アメリカが州ごとの法律で決められており、就学年齢も州ごとに異なるのに対して、イギリスの場合は日本と同様に基本法として教育法があります。

これによって義務教育が定められています。


入学年齢は5歳になる学年(4歳の間)と定められており、通常は9月入学を基本としてますが、学校によっては1月、3月、4月入学を設定しているところもあります。

義務教育の就学期間は16歳までの11年間となっており、初等教育6年間(5~11歳)、中等教育5年間(11~16歳)となっています。
中等教育にはさらに大学などの高等教育機関に進学するための教育課程が用意されていますが、これは義務教育には当たりません。

この中等教育の後期の2年間はシックスフォーム(sixth form)とよばれ、ここに進学するためには16歳の時に学校外の試験団体による「中等教育修了一般資格(GCSE)試験」で所定の成績を獲得することが求められています。


また、私立の学校は国の認可を受けて登録し、国の監査を受ける義務を負っていますが、国の定めるカリキュラムに従う必要がなく教員も正規の教員である必要はありません。

そのかわり、国からの補助はないために公的な義務教育とは一線を画した存在となっています。


イギリスでは他のどの教科よりも「国語教育(英語教育)」に重きが置かれています。

かなりレベルの高い言語能力の遂行を幼稚園,小学校のうちから要求される一方で,教師たちは子どもたちが言語活動を通して考える力をつけることができるように足場かけすることが求められています。

アウトプット重視の社会性は、未就学児の段階から一貫しており、「子どもは話すことによって学ぶ」という考えが根底に流れています。
すべてのインプットはアウトプットするためにあるということが徹底されており、積極的な表現活動が低学年より求められています。

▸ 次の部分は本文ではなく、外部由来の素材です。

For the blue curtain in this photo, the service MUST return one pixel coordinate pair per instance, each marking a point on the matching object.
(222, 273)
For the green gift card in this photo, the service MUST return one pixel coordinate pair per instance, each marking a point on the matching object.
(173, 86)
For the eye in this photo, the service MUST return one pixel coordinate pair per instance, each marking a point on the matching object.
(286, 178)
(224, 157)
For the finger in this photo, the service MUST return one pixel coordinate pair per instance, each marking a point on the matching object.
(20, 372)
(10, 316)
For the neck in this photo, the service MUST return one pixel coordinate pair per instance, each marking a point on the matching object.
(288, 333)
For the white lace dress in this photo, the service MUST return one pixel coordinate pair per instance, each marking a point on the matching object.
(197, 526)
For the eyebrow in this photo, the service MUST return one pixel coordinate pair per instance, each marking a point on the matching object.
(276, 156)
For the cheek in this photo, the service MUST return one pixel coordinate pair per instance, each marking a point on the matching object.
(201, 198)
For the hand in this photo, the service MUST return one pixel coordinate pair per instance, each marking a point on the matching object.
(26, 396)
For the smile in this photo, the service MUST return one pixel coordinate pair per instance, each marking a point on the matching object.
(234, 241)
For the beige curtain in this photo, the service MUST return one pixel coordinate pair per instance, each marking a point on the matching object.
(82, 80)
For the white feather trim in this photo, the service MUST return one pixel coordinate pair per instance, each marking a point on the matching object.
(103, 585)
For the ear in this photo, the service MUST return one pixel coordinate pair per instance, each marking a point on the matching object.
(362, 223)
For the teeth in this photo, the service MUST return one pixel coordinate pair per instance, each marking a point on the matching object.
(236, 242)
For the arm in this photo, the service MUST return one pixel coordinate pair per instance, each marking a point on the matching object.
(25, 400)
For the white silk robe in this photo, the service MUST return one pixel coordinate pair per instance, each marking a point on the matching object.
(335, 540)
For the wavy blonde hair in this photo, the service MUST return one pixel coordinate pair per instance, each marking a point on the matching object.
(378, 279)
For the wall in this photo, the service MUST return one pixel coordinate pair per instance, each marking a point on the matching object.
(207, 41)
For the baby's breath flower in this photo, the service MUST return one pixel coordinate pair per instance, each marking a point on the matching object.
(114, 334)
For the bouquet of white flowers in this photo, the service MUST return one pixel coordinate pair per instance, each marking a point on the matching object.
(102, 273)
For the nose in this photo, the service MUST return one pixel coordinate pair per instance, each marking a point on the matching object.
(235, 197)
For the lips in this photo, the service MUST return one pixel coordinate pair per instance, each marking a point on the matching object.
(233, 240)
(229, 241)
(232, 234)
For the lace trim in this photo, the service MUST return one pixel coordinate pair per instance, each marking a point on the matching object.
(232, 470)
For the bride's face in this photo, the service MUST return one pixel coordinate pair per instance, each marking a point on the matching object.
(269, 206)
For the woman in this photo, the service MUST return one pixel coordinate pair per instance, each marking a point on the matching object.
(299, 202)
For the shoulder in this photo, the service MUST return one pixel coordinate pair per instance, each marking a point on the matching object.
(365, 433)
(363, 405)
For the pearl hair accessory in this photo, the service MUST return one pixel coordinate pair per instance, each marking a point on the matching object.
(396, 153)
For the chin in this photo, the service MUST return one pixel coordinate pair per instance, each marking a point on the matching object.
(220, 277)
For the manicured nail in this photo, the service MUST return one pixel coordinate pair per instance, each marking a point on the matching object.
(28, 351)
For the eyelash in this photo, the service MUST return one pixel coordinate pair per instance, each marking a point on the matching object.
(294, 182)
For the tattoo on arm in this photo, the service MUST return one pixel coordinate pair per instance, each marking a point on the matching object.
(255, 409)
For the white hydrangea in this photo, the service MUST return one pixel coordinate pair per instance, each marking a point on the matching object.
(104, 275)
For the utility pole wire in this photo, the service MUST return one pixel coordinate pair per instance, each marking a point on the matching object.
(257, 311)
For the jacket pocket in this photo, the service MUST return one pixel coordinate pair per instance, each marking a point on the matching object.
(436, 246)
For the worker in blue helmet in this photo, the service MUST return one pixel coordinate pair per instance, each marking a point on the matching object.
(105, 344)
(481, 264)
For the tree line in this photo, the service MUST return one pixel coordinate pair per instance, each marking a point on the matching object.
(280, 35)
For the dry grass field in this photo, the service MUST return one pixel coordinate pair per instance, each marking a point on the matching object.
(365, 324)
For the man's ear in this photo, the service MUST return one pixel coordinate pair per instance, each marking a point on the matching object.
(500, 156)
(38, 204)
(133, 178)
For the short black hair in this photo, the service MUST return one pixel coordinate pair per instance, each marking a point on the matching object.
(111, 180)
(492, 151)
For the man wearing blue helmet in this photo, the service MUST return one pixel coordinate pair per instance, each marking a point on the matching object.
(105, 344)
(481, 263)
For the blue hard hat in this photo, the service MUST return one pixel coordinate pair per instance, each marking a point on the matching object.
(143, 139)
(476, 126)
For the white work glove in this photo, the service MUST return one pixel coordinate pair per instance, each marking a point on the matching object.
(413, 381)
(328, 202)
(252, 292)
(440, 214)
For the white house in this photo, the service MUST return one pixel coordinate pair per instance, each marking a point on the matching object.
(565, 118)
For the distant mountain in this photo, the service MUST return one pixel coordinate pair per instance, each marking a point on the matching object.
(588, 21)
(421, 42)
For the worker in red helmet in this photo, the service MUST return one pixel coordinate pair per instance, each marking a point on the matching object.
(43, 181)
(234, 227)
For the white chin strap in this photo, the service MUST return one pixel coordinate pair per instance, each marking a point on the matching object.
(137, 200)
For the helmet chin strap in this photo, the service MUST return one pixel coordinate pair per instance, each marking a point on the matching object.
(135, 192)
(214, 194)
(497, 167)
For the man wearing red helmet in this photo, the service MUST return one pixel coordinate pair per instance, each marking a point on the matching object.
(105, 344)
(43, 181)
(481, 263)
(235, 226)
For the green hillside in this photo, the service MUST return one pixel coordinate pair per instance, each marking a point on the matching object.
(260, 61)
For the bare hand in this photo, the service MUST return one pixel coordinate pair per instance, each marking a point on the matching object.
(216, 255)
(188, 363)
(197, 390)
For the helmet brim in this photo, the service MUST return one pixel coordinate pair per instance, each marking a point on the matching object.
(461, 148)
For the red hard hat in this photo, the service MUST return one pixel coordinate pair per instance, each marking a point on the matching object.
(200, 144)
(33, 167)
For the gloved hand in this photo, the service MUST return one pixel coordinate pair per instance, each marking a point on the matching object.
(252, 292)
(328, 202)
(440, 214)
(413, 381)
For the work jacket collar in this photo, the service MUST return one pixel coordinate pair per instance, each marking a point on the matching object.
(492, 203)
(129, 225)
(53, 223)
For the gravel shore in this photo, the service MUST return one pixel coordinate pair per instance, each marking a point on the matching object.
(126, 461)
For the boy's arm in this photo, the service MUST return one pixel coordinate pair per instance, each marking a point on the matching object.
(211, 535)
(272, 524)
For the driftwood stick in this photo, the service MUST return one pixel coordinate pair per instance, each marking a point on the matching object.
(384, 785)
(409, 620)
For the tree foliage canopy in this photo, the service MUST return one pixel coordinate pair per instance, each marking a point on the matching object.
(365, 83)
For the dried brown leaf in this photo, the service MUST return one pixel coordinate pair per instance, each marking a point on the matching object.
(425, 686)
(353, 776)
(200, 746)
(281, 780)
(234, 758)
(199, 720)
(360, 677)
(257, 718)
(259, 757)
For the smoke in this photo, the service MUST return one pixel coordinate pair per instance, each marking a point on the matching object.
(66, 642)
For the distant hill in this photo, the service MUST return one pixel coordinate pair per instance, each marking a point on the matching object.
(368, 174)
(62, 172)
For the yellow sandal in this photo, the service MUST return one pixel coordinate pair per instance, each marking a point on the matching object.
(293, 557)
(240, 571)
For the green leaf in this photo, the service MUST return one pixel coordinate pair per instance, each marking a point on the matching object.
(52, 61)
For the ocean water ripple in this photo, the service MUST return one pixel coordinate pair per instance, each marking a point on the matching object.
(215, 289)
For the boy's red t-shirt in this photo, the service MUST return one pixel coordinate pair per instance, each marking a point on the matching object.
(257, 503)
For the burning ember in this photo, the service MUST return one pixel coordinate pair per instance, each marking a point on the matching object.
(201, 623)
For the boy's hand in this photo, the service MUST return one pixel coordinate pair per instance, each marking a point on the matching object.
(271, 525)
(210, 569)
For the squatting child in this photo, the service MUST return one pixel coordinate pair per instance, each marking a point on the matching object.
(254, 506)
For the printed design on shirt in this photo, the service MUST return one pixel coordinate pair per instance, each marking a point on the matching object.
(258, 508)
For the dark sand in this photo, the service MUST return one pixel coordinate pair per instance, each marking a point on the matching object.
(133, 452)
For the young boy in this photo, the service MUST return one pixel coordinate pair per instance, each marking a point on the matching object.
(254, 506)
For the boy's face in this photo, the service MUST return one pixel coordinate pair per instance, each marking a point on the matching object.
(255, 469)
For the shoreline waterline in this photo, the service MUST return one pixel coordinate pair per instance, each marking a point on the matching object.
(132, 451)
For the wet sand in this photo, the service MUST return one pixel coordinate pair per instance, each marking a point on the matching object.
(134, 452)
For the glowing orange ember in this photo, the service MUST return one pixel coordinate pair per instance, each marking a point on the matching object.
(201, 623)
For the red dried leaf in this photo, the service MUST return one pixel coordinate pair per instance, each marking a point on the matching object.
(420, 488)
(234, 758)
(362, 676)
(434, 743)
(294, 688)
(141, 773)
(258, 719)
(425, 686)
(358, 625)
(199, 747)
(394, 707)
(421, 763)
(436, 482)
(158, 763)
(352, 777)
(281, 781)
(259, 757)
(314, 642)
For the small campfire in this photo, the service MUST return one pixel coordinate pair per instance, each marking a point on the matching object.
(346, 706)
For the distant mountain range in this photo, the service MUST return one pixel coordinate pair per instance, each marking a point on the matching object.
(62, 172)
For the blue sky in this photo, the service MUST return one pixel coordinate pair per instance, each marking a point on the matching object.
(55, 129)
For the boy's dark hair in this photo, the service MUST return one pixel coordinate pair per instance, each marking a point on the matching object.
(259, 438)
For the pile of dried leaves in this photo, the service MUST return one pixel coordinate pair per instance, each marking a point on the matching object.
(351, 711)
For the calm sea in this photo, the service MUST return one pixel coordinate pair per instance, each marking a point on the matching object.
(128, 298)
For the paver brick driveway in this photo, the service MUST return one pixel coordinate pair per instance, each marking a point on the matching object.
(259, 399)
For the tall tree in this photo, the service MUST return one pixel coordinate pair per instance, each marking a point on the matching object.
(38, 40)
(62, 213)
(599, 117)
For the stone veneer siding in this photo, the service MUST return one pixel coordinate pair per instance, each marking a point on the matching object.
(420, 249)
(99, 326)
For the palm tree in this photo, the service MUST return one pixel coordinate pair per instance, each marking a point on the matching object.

スピーチ活動、積極的な演劇活動、絵本つくりなどを低学年から実施しています。

全員参加での劇つくりが象徴的です。
誰もが脚本家であり演出家であり役者であり批評家です。
表現の研究をし、他人の演技を批判し全員参加で劇を作り上げます。




最高の表現をするためにはそれぞれの役割の中でどうあればよいのか、そのために必要なことはなんなのか、過去の同様な表現はどのようになされていたのか、などを新たなアウトプットをするために学んでいきます。

話すことによって個人の意見を重視し、その活動によって自らの考えを発展させようとさせる指導が行われています。


国語科だけでなくあらゆる科目において母語が前提であると考えられており、,「思考の発展」と「文法的に正しい英語」両方の向上を目指しての言語教育が徹底して行われています。

同じ英語を使いながらも、より正しい英語に対するこだわりがアメリカよりもずっと強いのはこのような教育の影響なのではないでしょうか。


イギリスのことばの教育は,「いかに自己表現できるか」を目指す点が非常に明確であると言えます。
言い方を変えれば母語としての英語について「鍛える」と言ったほうが適切なような気がします。

言語教育の目的が明確になっており、そのための技術としての言語技術として「読むこと・書くこと」が位置づけられています。

読むことは書くためであり、知識のインプットとしての価値を認めていません。

また、書くことはしゃべるためのものでもあるという、何よりも「国語」と言う感覚よりも「母語」を使いこなすための言語技術を磨くことにすべての科目が重点を置かれていることが見て取れます。





イギリスでは16歳の時に学校外の試験団体による「中等教育修了一般資格(GCSE)試験」を必ず受けなければなりません。
個人の将来はこの試験の結果に大きく左右されることになります。

「中等教育修了一般資格(GCSE)試験」の内容は事前に試験内容要目(specification)を作成し、出題形式や採点基準も公開されます。

内容要目としては、筆記試験60%、コースワーク40%となっているようです。
コースワークとは「自分のかかわる学校、あるいは地域社会における市民活動について」を1500~2000 語で書くものです。

筆記試験も4つに分かれています。
第一に短答式、第二に参考資料を使い如何に説得力のある文章を書くことができるのかを問うテスト、第三にコースワーク関係で生徒自身が自分で行った活動に関する内容やその意義などについて具体的に問うテスト、第四に3 問中1 問選択による小論文を書く形式のテストです。

書くものばかりです。
総合的な母語による表現力が求められるものなっています。

すべての知力の基礎が言語力にあることを明確に物語っている感じがします。


言語学習とは異なりますが、イギリスの教育制度の特徴の一つに「ギャップイヤー」が挙げられます。
大学の入学前の期間に(通常一年間)入学を繰り延べして、社会活動を経験することです。

様々な分野での活動が認められており、就労経験や奉仕活動、旅行などで専門学習の世界に飛び込む前に、社会経験として若者の自立と成熟を目指すものとして位置づけられています。

大学入学予定者の10%程度がこの制度を利用すると言われています。

様々な問題を解決しながら継続されてきた制度であるだけに、そこに学ぶものもあるのではないでしょうか。